The site was hosted by Northstar (a US based IT company that was run by a Lego fan. It provided the physical computer hardware that the Brickset.com website runs on). Northstar was sold to OnRamp Indiana (ORI is a slightly bigger IT company, which is also an Internet Service Provider). It remained on the same hardware and has been running perfectly well, until Monday last week.
Then I started seeing loads of network related errors from the front-end (the webserver) which couldn't connect to the back-end database. (The back-end database holds the records of all the sets and the data associated with them, i.e. what is in your collection, my collection, and every other user etc, along with a lot of other data that it provides to the webserver front-end to create webpages when you request them.)
ORI said the Northstar network infrastructure was to blame and that the solution was to move it to their servers/network. That started on Thursday. It should have been a straightforward job but it took 3 days, until yesterday when they finally got it up and running. However it's now using a SQL Express back end instead of SQL2008, on the same server as the front-end, which is not ideal, because they claimed that it was overloading their SQL server. It was still incredibly slow as the CPU was constantly 100%. It *could* be because of a DoS attack overloading things, I'm personally not convinced and I will investigate further today. (Translation: ORI have bodged a quick and dirty solution with everything (front-end webserver software and back-end database) all on one server - not the industry standard way to do it and not very scalable when you have lots of users - it is better for a number of reasons to have the front-end web server deal just with webpage serving and a separate back-end database server deal with the the data itself.)
As it stands now, I've taken the old site offline and run up the new one (at new.brickset.com) and the CPU is averaging 25% with c.250 users so it appears to be holding up. (It could be worse considering the above comment!)

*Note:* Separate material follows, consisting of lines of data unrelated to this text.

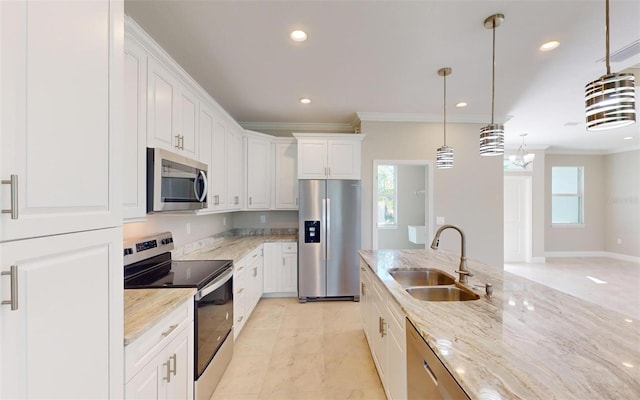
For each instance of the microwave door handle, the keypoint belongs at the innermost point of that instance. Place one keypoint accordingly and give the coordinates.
(201, 197)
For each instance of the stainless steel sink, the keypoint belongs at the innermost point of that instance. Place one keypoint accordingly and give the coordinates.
(421, 277)
(435, 293)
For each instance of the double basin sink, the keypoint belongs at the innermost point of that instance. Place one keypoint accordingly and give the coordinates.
(431, 284)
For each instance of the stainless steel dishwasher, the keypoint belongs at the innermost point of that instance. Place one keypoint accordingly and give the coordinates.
(427, 378)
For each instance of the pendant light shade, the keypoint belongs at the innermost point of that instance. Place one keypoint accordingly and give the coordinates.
(492, 135)
(610, 99)
(444, 154)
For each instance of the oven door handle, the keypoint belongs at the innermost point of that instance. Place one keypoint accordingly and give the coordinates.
(215, 284)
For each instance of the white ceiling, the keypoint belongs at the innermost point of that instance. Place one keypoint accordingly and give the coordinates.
(380, 59)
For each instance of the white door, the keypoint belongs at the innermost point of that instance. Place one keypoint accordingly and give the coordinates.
(61, 121)
(65, 338)
(517, 218)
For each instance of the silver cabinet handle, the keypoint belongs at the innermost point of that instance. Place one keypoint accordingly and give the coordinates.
(168, 377)
(168, 331)
(13, 272)
(175, 364)
(14, 196)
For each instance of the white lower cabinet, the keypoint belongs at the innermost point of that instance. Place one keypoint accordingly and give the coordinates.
(159, 364)
(57, 339)
(384, 325)
(281, 268)
(247, 287)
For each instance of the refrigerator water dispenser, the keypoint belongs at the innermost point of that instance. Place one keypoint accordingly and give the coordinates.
(312, 231)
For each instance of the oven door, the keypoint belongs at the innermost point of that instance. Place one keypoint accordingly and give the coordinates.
(214, 319)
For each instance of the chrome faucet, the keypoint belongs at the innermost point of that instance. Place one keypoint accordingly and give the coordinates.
(463, 271)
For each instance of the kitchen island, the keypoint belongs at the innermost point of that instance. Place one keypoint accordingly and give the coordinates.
(528, 341)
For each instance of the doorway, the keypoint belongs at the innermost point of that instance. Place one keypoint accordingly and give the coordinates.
(518, 202)
(402, 204)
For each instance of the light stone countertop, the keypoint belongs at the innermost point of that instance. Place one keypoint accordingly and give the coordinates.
(235, 247)
(144, 307)
(528, 341)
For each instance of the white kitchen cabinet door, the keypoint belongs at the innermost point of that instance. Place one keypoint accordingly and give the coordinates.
(272, 262)
(235, 169)
(343, 159)
(179, 356)
(218, 167)
(134, 149)
(61, 119)
(62, 341)
(312, 159)
(186, 129)
(161, 107)
(286, 175)
(258, 173)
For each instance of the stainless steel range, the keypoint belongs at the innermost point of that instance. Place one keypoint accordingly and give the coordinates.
(148, 264)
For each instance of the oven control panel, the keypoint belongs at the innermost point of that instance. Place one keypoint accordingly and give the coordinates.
(141, 248)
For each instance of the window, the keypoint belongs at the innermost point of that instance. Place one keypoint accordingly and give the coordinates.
(567, 195)
(387, 196)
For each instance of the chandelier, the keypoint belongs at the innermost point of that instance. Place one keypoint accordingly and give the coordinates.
(522, 157)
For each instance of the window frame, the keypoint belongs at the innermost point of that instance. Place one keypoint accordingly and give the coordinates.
(579, 195)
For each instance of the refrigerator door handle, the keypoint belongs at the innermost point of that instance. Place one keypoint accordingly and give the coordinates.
(328, 225)
(323, 235)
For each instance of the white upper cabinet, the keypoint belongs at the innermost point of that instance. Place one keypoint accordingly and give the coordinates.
(329, 156)
(134, 153)
(172, 112)
(61, 121)
(286, 175)
(258, 171)
(235, 169)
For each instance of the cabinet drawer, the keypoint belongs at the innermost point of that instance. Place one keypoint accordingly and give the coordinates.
(143, 349)
(290, 247)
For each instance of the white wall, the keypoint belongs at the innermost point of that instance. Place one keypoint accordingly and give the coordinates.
(411, 207)
(622, 203)
(468, 195)
(589, 237)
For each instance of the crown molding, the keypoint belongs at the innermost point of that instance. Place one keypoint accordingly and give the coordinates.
(299, 126)
(421, 117)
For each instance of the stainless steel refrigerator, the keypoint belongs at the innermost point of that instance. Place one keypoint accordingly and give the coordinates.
(329, 239)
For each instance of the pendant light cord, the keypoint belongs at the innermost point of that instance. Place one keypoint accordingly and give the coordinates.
(445, 109)
(606, 35)
(493, 71)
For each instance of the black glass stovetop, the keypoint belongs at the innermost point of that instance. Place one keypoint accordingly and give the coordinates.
(162, 272)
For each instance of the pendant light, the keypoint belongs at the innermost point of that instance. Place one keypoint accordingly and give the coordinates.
(610, 99)
(492, 135)
(444, 155)
(522, 157)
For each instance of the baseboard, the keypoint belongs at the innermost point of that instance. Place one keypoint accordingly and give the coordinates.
(606, 254)
(623, 257)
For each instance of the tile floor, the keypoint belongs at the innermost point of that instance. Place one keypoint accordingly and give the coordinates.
(620, 293)
(289, 350)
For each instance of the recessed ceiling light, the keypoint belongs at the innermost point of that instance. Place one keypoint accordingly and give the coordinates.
(550, 45)
(298, 36)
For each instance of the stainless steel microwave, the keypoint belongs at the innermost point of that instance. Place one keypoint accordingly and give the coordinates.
(175, 182)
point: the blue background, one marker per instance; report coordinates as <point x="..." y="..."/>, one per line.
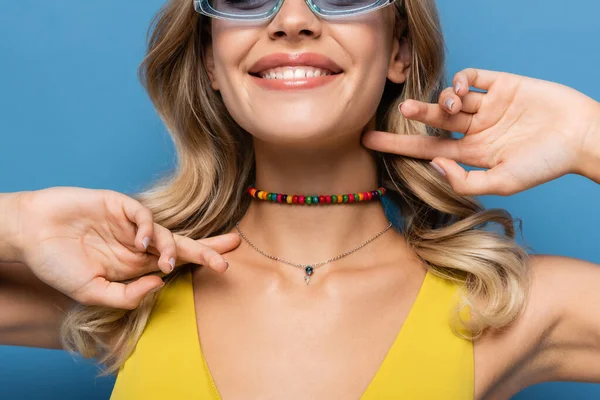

*If* it is a DoS then the pages the attacker is requesting on the old site won't be served which will prevent the database and server being overloaded. I'l leave in that state today to see what happens. Do let me know how it is for you. (DoS is short for 'Denial of Service' attack, which in simple terms is when someone tries to crash or degrade a websites performance by repeatedly requesting the same page many times a second. When people say DoS they usually mean DDoS, which is a Distributed DoS attack where the attacker uses 10s, 100s or 1000s of PCs, rather than just the one, to make those malicious page requests. Large Internet providers and Web Hosting companies have specialised systems to mitigate these types of attacks.)

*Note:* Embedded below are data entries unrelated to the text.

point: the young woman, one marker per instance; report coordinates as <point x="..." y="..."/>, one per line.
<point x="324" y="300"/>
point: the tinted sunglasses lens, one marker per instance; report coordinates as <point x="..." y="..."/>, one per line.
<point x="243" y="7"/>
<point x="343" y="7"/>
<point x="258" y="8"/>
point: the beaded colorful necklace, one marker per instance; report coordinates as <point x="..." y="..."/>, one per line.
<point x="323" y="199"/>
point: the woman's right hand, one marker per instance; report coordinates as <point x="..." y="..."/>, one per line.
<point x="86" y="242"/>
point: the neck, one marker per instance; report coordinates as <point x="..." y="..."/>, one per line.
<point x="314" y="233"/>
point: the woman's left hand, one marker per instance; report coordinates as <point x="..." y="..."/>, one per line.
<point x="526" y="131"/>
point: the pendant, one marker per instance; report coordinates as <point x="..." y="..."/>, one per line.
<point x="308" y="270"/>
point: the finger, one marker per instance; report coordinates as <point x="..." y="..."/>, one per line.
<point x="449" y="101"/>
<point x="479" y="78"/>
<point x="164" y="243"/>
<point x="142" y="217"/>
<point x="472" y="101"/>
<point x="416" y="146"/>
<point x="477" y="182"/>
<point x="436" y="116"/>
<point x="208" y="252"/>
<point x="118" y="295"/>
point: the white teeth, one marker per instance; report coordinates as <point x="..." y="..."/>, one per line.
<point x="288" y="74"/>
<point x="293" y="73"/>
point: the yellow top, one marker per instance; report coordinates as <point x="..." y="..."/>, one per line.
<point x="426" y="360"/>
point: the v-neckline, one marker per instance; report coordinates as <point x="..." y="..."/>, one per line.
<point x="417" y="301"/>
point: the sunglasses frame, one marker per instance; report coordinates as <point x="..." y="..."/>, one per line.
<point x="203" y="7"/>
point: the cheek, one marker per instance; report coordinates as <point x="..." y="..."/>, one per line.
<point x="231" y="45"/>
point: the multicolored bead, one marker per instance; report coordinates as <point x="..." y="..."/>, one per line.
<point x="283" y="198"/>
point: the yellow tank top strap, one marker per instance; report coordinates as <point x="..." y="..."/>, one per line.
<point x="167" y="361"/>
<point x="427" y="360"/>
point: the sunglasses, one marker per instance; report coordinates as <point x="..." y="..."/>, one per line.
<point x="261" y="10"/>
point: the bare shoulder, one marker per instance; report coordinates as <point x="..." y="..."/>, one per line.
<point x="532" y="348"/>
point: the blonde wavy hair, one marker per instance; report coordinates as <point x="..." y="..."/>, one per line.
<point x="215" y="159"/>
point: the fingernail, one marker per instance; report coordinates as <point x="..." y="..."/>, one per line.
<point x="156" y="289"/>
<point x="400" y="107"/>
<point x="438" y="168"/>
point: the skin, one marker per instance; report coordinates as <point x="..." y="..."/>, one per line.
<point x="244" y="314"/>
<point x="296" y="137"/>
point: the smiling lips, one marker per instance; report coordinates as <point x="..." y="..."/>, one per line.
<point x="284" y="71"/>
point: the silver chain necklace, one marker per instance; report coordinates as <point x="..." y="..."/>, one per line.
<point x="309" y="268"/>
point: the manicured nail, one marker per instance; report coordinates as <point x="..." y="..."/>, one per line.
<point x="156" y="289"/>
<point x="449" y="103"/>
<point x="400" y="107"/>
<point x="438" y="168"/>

I am thinking of moving to a managed and monitored hosting solution with guaranteed uptime and SLAs, from a UK based company. (The US/UK time difference has proved frustrating). It will be far more expensive but obviously need to do something given the site is my livelihood now. (Given this is a 'business critical' site to Huw now, I'd agree it needs to be hosted by a serious player with the ability to deliver any uptime they promise and if something goes wrong have the spare capacity and expertise to fix the problem sharpish. Anyone with 'real' 24x7 support would be an improvement by the sound of it. Personally I'd look for someone that has a reputation for exceptional customer support be they in the US or the UK.